To use an action from this repository in your workflow, you can reference it in the consuming service
This repository includes a shared gitleaks.toml configuration used by the secret-scanner.yml
workflow and, optionally, a local pre-commit hook. Both environments use the same file so scanning
behaviour is consistent across CI and local development.
The configuration extends the default gitleaks ruleset, inheriting detection of common credentials (AWS keys, GitHub tokens, high-entropy strings, private keys, etc.) and adds FFC-specific rules on top as custom rules.

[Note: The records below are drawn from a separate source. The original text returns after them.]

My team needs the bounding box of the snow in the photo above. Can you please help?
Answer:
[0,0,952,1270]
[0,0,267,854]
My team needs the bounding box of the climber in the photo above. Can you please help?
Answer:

| Rule | What it detects | Scope |
|---|---|---|
azure-client-secret |
Azure client secrets as literal values | All files |
db-connection-string |
Database URIs with embedded passwords | All files |
notify-api-key |
GOV.UK Notify API keys | All files |
plaintext-email-address |
Plain text email addresses (PII) | All files (package metadata and placeholder domains suppressed) |
appconfig-literal-secret |
Literal secrets that should be KeyVault references | appconfig/*.yaml only |
A consuming service can place its own gitleaks.toml in the repository root. It should extend
this shared configuration and add only service-specific rules or allowlist entries. See the
gitleaks documentation
for configuration reference.
- Prefer path-based allowlisting over regex where possible.
- Add rule-level suppressions inside
[rules.allowlist]within the relevant[[rules]]block, not in the global[allowlist], to avoid unintentionally suppressing other rules. - Always include a comment explaining why the entry is safe.